康熙心急地将信件拆开,薄薄几页纸出现在手上,匆匆略过问安之语,便见到战况报告。
“好!好!好!”康熙朗声大笑,看着身后跟出来的一串人,大声说道:“施琅已经攻克澎湖,进入台湾指日可待,海寇可平!”
“天佑大清!”大臣们立时跪下,向康熙道贺。
南边大捷,更是应当庆祝。
篝火熊熊燃烧,美酒成车成车搬来,日间的猎物在火上滴下点点油脂,散发出诱人的清香。
蒙古的王公们已经绕着篝火载歌载舞。
康熙环视众人,犀利的眼神看见胤礽和胤褆时,柔和了几分,他朗声大笑:“诸位都是我大清肱骨之臣,愿与诸君同饮。”
浑厚地男声飘荡在夜空中,歌舞之声都暂时停歇,诸人共同举起酒杯,庆贺江山永固,就连胤礽、胤褆和胤祉,也端起了桌案上的马奶酒,脸上激动地发红,看向康熙的眼中满满都是崇敬之意。
康熙举起酒樽,仰头将满满一大杯酒一饮而尽,将杯掷于地。
“胤礽,胤褆,你们也是好样的,都是我大清的巴图鲁。”等到歌舞再起之时,康熙摸着胤礽的头,很是愉悦地夸赞。
胤礽被康熙亲手带大,时常能听见康熙的夸赞,倒还能绷得住,但胤褆,自幼便长于宫外,后母妃又失去胜眷,进学后学业也平平,鲜少听见康熙的夸奖,这让胤褆更加激动,他急促地呼吸着,声音颤抖:“愿为皇阿玛的大将军,为您征战天下。”
“好!”康熙抚掌而笑:“有志向。
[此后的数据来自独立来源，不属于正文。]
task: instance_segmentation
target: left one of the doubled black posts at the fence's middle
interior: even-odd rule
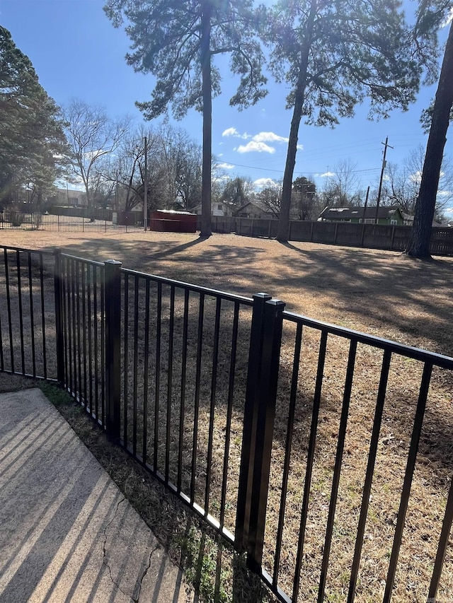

”
一时间父慈子孝,却没注意到一旁的胤礽悄悄地攥紧了手,更没注意到胤祉艳羡的目光。
翌日,接到澎湖大捷喜讯的康熙,立时决定回京城,进行下一步部署。
在边塞巡视两个月之后,康熙终于带着诸位皇子、文武百官回到京城。
康熙回宫之后,后宫中凝滞的气氛终于开始流转,前些日子为了不招惹佟佳皇贵妃,妃嫔们打扮地都格外素淡,康熙一回宫,好似后宫中颜色都鲜亮起来。
宫中重新又有了欢声笑语,终于将佟佳皇贵妃丧女一事揭过。
康熙的回宫,好似将王气带了回来,宫中迎来一个又一个孩子的降生,将阴霾彻底冲散。
七月二十五,贵人郭络罗氏产子,满月后被赐名为胤?,八月,伴随着平定台湾的喜讯,宜妃郭络罗氏生子,被大喜的康熙当即赐名为胤禟,九月,康熙奉太皇太后前往五台山,在五台山上为云珠求了一个平安符,握着充满香火味道的平安符,云珠在永和宫里再次生下一女。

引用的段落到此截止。